Packard Shifts Gears

When Packard finally cleaned up the design of its autos two years ago, it had a sleek, modern-looking car. All it lacked was an aggressive sales organization and a vigorous boss. At 65, veteran Treasurer

Hugh Ferry had merely taken the presidency as a stop-gap after President George Christopher quit in a huff (TIME, Aug. 28, 1950). The quarreling stockholder factions who forced Christopher out have been wrangling ever since, but last week they finally agreed on a president: James J. Nance, 51, president of G.E.'s Hotpoint, Inc.

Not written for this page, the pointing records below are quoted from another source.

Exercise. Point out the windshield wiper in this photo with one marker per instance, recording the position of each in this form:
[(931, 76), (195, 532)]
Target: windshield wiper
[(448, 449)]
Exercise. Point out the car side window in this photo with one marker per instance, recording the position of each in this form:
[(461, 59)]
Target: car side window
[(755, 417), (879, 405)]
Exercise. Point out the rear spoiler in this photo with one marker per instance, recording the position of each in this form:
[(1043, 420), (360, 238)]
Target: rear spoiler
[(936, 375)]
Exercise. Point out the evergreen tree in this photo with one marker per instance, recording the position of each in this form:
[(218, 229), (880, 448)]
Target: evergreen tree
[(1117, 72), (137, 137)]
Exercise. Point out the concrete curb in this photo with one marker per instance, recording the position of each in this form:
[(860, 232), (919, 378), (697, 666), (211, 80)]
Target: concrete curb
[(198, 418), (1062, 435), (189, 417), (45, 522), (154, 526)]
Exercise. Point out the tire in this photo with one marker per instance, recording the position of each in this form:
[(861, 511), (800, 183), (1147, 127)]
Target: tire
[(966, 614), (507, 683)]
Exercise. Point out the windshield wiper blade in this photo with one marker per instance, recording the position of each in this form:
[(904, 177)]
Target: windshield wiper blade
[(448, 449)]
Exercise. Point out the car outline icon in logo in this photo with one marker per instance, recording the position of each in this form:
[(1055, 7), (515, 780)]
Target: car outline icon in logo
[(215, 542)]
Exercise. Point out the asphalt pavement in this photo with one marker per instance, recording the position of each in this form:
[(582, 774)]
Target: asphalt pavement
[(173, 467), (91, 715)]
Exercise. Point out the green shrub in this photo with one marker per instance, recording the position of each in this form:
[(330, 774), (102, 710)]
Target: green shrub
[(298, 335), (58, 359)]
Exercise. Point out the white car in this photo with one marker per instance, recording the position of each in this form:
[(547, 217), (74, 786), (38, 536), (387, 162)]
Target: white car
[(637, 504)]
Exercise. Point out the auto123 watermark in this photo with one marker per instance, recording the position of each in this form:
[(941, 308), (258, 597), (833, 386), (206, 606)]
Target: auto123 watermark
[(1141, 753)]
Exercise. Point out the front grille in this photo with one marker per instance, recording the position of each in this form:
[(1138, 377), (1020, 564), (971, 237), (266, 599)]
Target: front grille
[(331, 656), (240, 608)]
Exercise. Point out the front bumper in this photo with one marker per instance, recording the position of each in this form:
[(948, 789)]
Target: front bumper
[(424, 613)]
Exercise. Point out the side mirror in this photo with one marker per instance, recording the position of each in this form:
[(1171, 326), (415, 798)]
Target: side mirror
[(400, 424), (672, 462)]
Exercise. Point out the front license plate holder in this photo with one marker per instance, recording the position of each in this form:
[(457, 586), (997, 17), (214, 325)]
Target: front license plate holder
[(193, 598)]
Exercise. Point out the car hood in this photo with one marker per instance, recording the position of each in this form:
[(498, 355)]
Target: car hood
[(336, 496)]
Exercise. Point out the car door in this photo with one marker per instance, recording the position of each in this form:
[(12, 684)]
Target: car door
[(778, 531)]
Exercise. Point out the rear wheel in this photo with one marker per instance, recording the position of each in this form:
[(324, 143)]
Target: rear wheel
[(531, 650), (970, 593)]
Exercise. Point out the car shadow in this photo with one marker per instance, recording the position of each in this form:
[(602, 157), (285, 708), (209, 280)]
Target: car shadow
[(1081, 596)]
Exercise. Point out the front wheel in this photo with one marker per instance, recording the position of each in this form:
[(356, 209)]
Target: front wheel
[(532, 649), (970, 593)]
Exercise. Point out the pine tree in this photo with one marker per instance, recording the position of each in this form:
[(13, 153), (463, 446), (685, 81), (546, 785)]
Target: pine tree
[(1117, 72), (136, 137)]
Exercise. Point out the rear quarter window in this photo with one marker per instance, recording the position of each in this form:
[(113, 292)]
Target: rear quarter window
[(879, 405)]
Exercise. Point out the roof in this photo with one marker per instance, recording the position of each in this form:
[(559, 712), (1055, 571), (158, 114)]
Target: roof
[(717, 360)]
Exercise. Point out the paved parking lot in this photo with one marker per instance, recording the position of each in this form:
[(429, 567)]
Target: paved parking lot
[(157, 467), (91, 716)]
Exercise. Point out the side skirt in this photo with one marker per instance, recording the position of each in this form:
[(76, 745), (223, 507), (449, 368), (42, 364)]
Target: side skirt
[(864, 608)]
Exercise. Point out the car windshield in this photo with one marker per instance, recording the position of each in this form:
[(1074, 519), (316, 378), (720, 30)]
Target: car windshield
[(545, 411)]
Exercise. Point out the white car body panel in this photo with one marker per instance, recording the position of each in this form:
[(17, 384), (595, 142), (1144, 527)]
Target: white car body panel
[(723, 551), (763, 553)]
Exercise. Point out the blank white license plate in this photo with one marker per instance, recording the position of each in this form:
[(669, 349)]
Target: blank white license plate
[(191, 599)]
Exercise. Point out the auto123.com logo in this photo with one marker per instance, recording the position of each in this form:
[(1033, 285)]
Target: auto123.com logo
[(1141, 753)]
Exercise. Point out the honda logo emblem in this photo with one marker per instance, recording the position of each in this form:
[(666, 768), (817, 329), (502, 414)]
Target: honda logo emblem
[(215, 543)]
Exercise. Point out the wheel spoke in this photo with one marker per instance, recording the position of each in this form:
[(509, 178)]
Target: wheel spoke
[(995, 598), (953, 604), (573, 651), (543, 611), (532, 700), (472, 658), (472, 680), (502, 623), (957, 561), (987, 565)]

In Nance, Packard got one of the ablest salesmen and shrewdest analysts of new markets in U.S. industry. In four years he had built Hotpoint's sales from $20 million to $200 million, made it one of the stiffest competitors of G.E.'s own lines of freezers, refrigerators, stoves, etc. (TIME, Nov. 26). While G.E. welcomed this kind of aggressiveness, Nance ran his show so much like an independent kingdom that his elbows stuck out in G.E.'s hierarchical command. When Nance, by turning down a G.E. executive vice-presidency last year, refused to take his place in the G.E. waiting line, Packard went after him. To get him, they reportedly boosted the $120,000 he got at Hotpoint to $200,000 and threw in a stock deal as well.